The empirical results illustrate that KoPA outperforms existing techniques by effectively merging textual and structural knowledge, achieving higher accuracy and F1 scores in triple classification tasks. For example, on the CoDeX-S dataset, KoPA demonstrates a performance uplift with an 82.74% accuracy and an 84.11% F1 score, surpassing traditional and PLM approaches.

Additionally, the authors conduct transferability and common ability retention experiments:

  • Transferability: Highlights KoPA's ability to generalize to unseen entities, maintaining performance under inductive settings where parts of the KG not observed during training are included during testing.
  • Common Ability Retention: Assesses KoPA’s impact on the general capabilities of LLMs using the MMLU benchmark to ensure that task-specific fine-tuning does not degrade overall language understanding and generation capabilities.

Implications and Future Directions

This research provides key insights into enhancing KGC tasks via LLMs by incorporating graph structural data, thereby making LLMs not only serve as robust language processing models but also as effective reasoning tools over structured data.

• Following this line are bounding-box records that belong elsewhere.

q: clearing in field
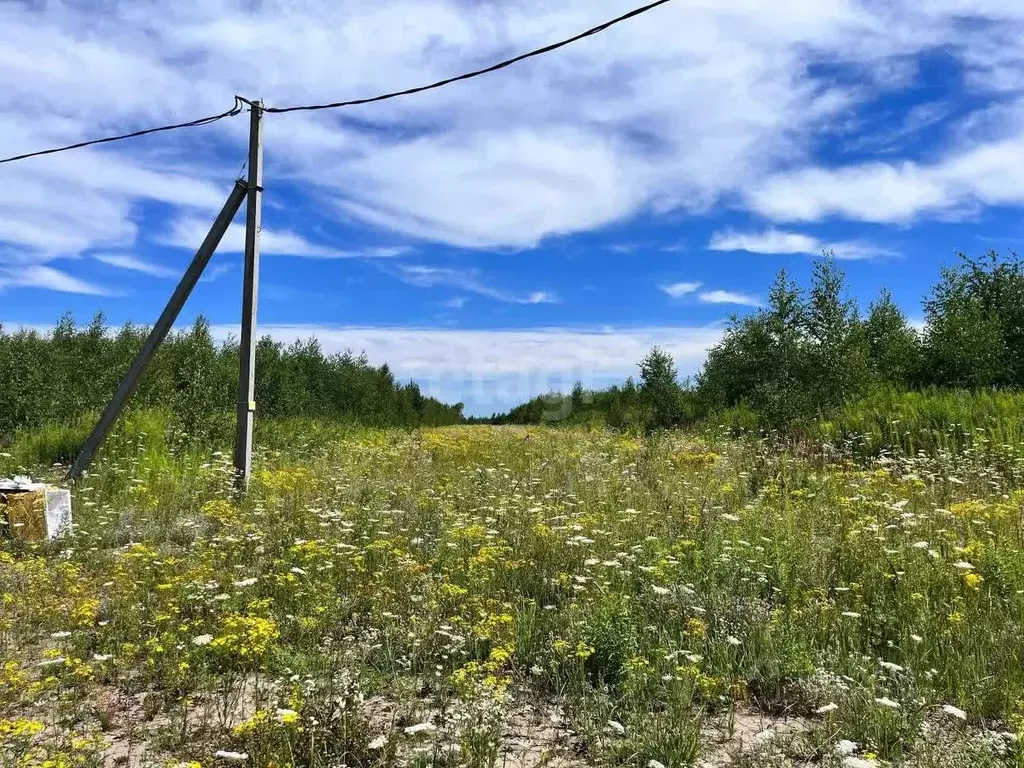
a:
[0,427,1024,768]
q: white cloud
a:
[160,218,412,259]
[708,229,896,261]
[388,264,558,304]
[0,0,1024,262]
[662,283,703,299]
[0,264,114,296]
[203,325,722,414]
[92,253,182,278]
[697,291,761,307]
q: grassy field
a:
[0,422,1024,768]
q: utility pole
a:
[234,100,263,490]
[67,180,249,480]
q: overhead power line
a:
[254,0,672,114]
[0,0,672,165]
[0,96,245,165]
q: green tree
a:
[925,251,1024,387]
[804,259,871,414]
[863,289,921,388]
[639,346,684,429]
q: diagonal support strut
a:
[65,179,249,480]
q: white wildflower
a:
[608,720,626,736]
[833,738,860,758]
[406,723,437,736]
[942,705,967,720]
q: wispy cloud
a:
[660,282,703,299]
[697,291,762,307]
[201,325,722,421]
[389,264,558,304]
[0,264,115,296]
[93,253,180,278]
[160,217,413,259]
[708,229,897,261]
[199,264,233,283]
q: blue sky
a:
[0,0,1024,413]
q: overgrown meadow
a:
[0,421,1024,768]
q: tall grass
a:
[0,423,1024,768]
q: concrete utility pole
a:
[234,101,263,490]
[67,181,249,480]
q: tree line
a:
[0,314,463,439]
[489,252,1024,429]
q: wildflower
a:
[278,709,299,725]
[942,705,967,720]
[406,723,437,736]
[213,750,249,763]
[833,738,860,758]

The implications of the study stretch beyond KGC, suggesting future pathways for developing multi-modal LLMs that robustly support various data types, including graphs. It also suggests exploring more sophisticated adapters for even higher-dimensional transformations across different modalities, which may lead to further advancements in AI-driven knowledge management systems and applications.

In conclusion, the innovative integration of KG structural information into LLMs marks a significant step forward in the evolution of AI systems, promoting the potential to handle complex reasoning tasks with improved fidelity and reliability. This invites further exploration into unified frameworks that harness both textual and structured data for enhanced AI applications across diverse domains.